March 24, 2008

Review of my new Samsung SCH-i760

Filed under: Consumer, Software Blog — marcstober @ 6:16 pm

There are a few stereotypical use cases for mobile phones and similar wireless devices. The younger generation needs to text their friends. The older generation needs a phone only for emergencies. And, of course, the professional needs their “crackberry” to check office e-mail. I think a lot of people have a need for mobile communications without falling into one of these categories. I’ve always had a pretty basic cell phone and I finally decide to buy myself a Samsung SCH-i760 Windows Mobile smartphone from Verizon Wireless. I see my needs being somewhere in between the texting teenager and the e-mailing executive. I do need to keep in touch with work, at least by phone for emergencies, but simple e-mail isn’t a killer app for me. (By “killer app” I mean “application,” some restaurant recently used the term to refer to their appetizers.) Somewhat like the teenager, having a more advance mobile data device is largely a personal investment, although with somewhat different uses. The killer app for me is probably going to be online search, maps, and note-taking and web browsing.

The device does a little bit of everything. It has all the functions of a traditional PDA, with a stylus and capability to sync with a computer via a cable. There’s also a slide-out QWERTY keyboard, without which typing messages, for me, would be a non-starter. The unique feature of this model is a separate telephone keypad with physical buttons; with the keyboard closed, you can use these to dial the phone; and with the keyboard open, you can use these when you need to enter numbers as well.

The phone supports Wifi, for faster/cheaper data when that’s available. There are a few options for e-mail. First, I was able to get to my company’s Outlook Web Access interface, it’s clunky yet might be the best solution for the times I need this. I was also able to sync with my office using the built-in mobile Outlook application, but I disabled this as it isn’t really what I wanted, and it seemed to keep initiating a data session, which, even though I’m on an unlimited data plan, definitely wasn’t what I wanted. Verizon also includes their own wireless sync system that I haven’t tried.

This is where not fitting into one of the stereotypically use cases presents a challenge. Want office e-mail pushed to your device, Blackberry-style? Fine. Want to be able to get access to all your information, personal or business, as you need it, combined in one place? Not so easy. I need to be able to keep my family and work calendars somewhat separate, but may need to access both of them. Similarly for e-mail, tasks, and contacts.

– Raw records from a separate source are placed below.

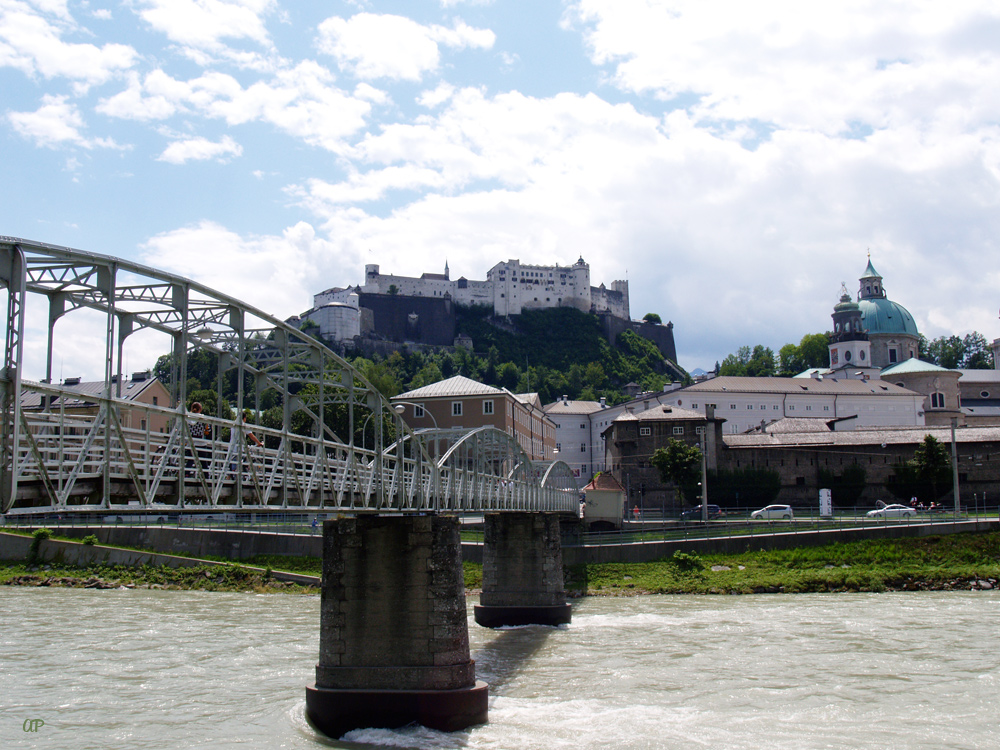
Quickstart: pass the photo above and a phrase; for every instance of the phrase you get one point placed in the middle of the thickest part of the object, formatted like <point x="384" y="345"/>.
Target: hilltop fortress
<point x="419" y="311"/>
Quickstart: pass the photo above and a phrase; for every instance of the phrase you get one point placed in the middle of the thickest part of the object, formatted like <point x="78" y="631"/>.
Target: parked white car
<point x="774" y="511"/>
<point x="892" y="511"/>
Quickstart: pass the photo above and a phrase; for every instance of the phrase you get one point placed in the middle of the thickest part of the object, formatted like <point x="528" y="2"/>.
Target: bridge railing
<point x="68" y="454"/>
<point x="104" y="447"/>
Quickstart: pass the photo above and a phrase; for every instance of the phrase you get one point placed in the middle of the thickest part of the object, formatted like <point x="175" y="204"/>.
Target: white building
<point x="510" y="287"/>
<point x="576" y="441"/>
<point x="745" y="403"/>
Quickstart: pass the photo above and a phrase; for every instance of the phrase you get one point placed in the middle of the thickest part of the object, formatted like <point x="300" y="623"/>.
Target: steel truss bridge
<point x="63" y="451"/>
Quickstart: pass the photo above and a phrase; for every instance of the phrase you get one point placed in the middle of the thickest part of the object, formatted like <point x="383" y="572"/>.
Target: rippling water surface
<point x="172" y="669"/>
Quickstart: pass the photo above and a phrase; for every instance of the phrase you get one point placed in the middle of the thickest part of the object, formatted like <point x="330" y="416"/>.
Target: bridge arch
<point x="64" y="449"/>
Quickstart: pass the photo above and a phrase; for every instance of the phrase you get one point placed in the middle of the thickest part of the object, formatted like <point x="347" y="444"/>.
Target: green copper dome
<point x="881" y="315"/>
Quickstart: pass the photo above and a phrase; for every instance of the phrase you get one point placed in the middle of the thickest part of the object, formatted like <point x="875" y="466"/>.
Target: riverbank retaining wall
<point x="63" y="552"/>
<point x="240" y="545"/>
<point x="649" y="551"/>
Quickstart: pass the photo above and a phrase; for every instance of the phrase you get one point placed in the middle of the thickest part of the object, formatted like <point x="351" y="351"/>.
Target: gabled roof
<point x="913" y="365"/>
<point x="828" y="385"/>
<point x="980" y="376"/>
<point x="571" y="407"/>
<point x="530" y="399"/>
<point x="604" y="481"/>
<point x="668" y="413"/>
<point x="88" y="392"/>
<point x="459" y="385"/>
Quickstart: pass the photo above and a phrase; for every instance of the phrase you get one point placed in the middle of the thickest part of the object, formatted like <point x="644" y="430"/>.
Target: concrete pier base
<point x="522" y="571"/>
<point x="394" y="643"/>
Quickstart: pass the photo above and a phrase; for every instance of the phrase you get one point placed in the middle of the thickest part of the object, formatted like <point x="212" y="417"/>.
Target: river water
<point x="176" y="669"/>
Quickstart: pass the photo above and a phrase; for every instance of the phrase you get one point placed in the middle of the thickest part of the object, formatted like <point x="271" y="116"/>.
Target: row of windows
<point x="583" y="447"/>
<point x="677" y="430"/>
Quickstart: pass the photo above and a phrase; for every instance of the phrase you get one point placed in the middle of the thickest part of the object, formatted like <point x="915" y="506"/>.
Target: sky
<point x="735" y="162"/>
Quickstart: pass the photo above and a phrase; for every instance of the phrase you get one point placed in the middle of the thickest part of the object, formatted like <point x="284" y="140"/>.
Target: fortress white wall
<point x="510" y="288"/>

So, I’ll probably keep doing a lot of the via mobile web browsing until I come up with a better solution; I’ll probably look at OggSync as I seem to be it’s target use case. I’d also love to find a program that gives me a “prettier” view of Outlook Web Access on a small without requiring my company to do anything differently on its server, or storing message on my phone.

Finally, why not an iPhone? I could have done that, I suppose. For various reasons I chose to stick with Verizon, and Windows Mobile is something I still wanted to try out. Maybe next time.

  • “There’s also a slide-out QUERTY keyboard”

    I’m kind of shocked that you got QWERTY wrong! 🙂

  • marcstober

    Fixed, thanks.

  • franes

    is the wifi free? or how do they charge you when you use it?

  • marcstober

    @franes – Wifi works just like it does with a laptop, you have to be in a place that has Wifi on their premises. If you’re in a place without Wifi, there is “broadband access” which runs over the cellular network, and there is monthly fee for this, which makes it more expensive to have a phone like this than a regular cell phone. Wifi is somewhat faster and preserves battery life a little, so I use it when I can, and I think there is a monthly bandwidth limit on broadband access, but that hasn’t been a problem yet for me.